Yungeng Liu
2025
AutoProteinEngine: A Large Language Model Driven Agent Framework for Multimodal AutoML in Protein Engineering
Yungeng Liu
|
Zan Chen
|
Yuguang Wang
|
Yiqing Shen
Proceedings of the 31st International Conference on Computational Linguistics: Industry Track
Protein engineering is important for various biomedical applications, but traditional approaches are often inefficient and resource-intensive. While deep learning (DL) models have shown promise, their implementation remains challenging for biologists without specialized computational expertise. To address this gap, we propose AutoProteinEngine (AutoPE), an innovative agent framework that leverages large language models (LLMs) for multimodal automated machine learning (AutoML) in protein engineering.
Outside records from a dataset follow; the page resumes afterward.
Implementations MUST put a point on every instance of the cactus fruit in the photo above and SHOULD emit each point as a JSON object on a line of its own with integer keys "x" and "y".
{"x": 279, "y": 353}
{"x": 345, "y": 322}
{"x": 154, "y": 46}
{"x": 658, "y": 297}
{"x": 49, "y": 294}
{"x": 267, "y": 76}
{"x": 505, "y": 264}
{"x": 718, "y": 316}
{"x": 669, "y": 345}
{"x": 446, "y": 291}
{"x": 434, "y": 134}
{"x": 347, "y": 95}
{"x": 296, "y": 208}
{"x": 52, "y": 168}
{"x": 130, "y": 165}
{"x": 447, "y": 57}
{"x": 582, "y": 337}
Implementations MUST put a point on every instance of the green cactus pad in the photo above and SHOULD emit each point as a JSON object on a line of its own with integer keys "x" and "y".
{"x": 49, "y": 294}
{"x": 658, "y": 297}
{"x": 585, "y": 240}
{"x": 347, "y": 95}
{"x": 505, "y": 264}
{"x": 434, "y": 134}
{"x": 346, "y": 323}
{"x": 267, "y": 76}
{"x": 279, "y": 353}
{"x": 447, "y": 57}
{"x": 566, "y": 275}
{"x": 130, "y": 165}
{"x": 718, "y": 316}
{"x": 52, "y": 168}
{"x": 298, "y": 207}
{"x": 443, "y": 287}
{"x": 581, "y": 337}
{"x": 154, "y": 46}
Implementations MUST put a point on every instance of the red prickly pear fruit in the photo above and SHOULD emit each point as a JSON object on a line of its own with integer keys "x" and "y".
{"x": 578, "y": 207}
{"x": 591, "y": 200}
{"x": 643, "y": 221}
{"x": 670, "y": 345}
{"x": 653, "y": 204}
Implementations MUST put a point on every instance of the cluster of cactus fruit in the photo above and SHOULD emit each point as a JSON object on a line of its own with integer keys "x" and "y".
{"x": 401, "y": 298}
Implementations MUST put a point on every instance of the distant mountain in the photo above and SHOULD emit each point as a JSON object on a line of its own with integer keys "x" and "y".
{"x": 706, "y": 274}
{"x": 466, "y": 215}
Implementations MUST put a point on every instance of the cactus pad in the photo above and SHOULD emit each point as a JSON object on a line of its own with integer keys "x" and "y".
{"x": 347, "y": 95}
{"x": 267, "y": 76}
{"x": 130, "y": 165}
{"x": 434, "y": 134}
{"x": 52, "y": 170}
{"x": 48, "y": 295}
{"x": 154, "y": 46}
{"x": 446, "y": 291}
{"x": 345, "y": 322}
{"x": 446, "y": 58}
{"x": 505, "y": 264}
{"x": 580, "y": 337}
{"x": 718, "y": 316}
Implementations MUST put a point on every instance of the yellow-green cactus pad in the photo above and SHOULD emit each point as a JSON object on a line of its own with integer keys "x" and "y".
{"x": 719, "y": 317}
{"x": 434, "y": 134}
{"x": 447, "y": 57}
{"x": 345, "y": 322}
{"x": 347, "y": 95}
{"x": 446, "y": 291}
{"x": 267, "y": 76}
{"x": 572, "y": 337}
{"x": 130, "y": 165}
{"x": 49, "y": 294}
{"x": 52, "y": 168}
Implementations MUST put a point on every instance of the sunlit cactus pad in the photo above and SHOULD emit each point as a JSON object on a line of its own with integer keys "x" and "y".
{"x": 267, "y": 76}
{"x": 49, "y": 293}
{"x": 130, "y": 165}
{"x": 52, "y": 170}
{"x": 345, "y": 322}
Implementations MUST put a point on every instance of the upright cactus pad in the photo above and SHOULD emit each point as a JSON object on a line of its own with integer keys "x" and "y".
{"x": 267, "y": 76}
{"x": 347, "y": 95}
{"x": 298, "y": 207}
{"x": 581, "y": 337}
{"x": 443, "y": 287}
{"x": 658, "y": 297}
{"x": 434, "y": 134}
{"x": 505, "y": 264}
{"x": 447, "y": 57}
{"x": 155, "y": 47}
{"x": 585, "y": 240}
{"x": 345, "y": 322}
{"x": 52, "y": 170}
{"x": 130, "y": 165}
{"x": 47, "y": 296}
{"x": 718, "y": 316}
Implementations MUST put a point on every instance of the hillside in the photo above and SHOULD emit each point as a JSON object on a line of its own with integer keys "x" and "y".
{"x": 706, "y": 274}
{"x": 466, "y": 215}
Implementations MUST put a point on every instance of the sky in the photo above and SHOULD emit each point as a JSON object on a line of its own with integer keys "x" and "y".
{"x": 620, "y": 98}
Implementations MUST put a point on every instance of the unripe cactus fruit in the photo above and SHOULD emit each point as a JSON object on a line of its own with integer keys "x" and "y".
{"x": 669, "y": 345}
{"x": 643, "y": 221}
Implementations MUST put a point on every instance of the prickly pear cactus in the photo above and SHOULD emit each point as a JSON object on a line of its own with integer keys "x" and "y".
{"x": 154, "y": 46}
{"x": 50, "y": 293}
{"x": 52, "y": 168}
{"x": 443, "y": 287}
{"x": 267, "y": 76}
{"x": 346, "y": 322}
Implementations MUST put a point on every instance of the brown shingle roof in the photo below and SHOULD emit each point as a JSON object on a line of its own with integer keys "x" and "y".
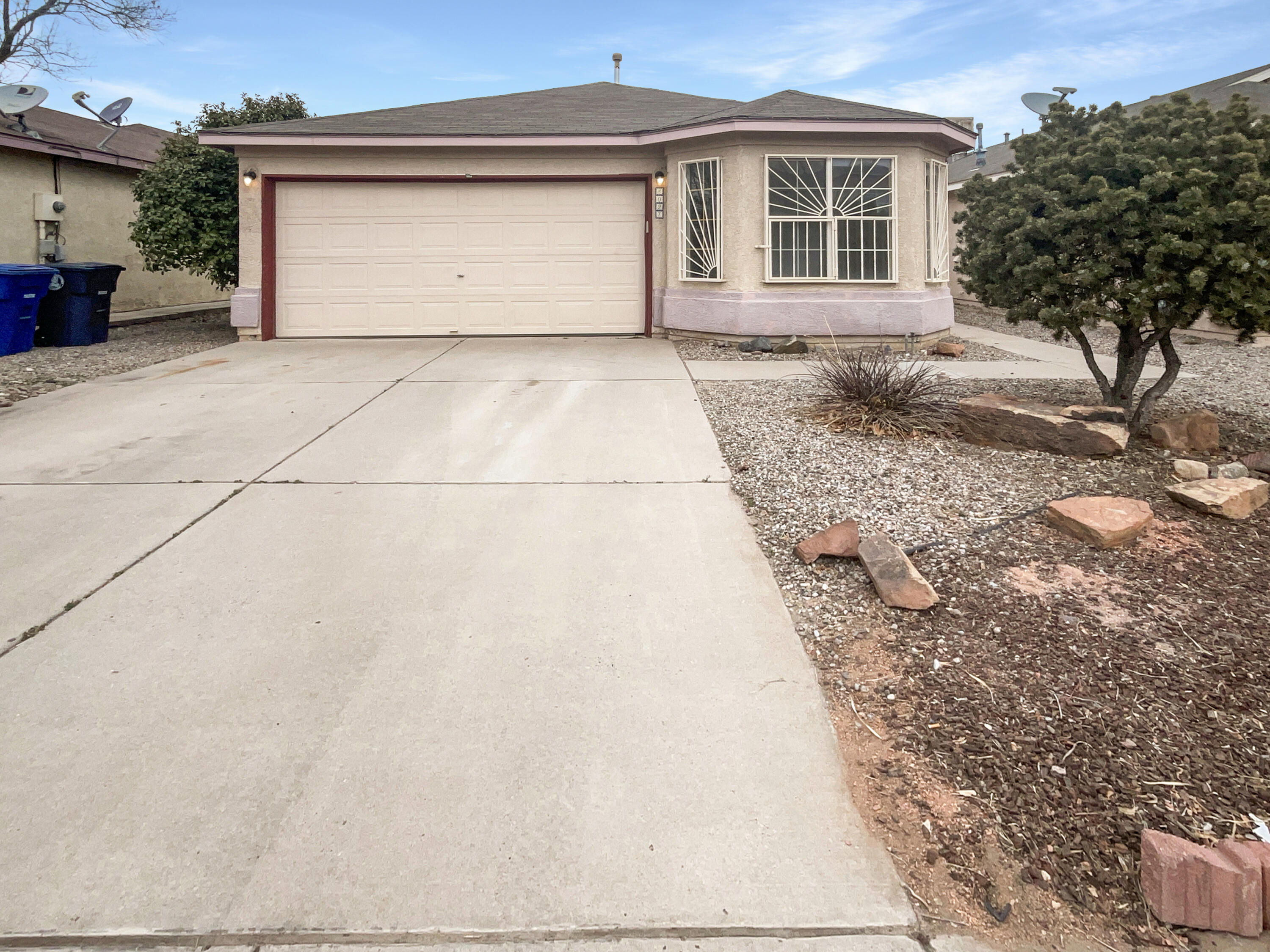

AutoPE introduces a conversational interface that allows biologists without DL backgrounds to interact with DL models using natural language, lowering the entry barrier for protein engineering tasks. Our AutoPE uniquely integrates LLMs with AutoML to handle both protein sequence and graph modalities, automate hyperparameter optimization, and facilitate data retrieval from protein databases. We evaluated AutoPE through two real-world protein engineering tasks, demonstrating substantial improvements in model performance compared to traditional zero-shot and manual fine-tuning approaches. By bridging the gap between DL and biologists’ domain expertise, AutoPE empowers researchers to leverage advanced computational tools without extensive programming knowledge.